Ficción

Verde frontera

C caminaba por el centro de San Julián callejeando, cabizbajo, pensando en cualquier cosa, cuando lo saludó una joven. Buenos días, ¿tiene un minuto? Era una voluntaria de una ONG, por aquella zona suelen verse muchos intentando captar colaboraciones, pero antes de darle tiempo a reconocer su intención, su inconfundible chaleco y carpeta del mismo color, se había quedado absorto mirando sus ojos; los tenía de un color verde claro que lo impresionó. Buenas, le devolvió el saludo.
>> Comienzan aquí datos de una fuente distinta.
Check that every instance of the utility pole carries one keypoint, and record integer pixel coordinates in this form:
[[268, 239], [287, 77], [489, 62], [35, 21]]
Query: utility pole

Siempre que algún voluntario ha intentado hablar con él, ha puesto una excusa con un gesto de negación y ni siquiera se ha detenido, pero ella lo pilló despistado, y cuando se vino a dar cuenta estaba parado, como dispuesto a escuchar lo que fuera que quería contarle. Te molesto solo un momento, le dijo, y empezó a hablarle de la organización a la que pertenecía y la labor que realizaban. Le habló de la búsqueda de agua en zonas desérticas, que habían conseguido que muchos lugares, donde era un bien tan escaso, dispusieran de agua potable. Le habló de las fronteras, de los refugiados, de las penurias que estaban pasando hombres, mujeres y niños. Le habló de vacunas y otros medicamentos que salvaban tantas vidas. C escuchó con interés, ya que se había visto en el compromiso, quería saber un poco a que se dedicaban. ¿Trabajas?, le preguntó ella. Pensó en la posibilidad de mentir y decirle que no, que estaba desempleado, así tendría una excusa en el momento de negarse a colaborar, pero es bastante sincero, le cuesta mucho mentir, y esa chica no se merecía eso. Sí, trabajo. Qué bien, ¿sabes que con muy poco puedes hacer mucho? ¿Cuánto de poco?, le preguntó con cara de circunstancias. Con solo doce euros al mes, puedes ayudar a muchas personas.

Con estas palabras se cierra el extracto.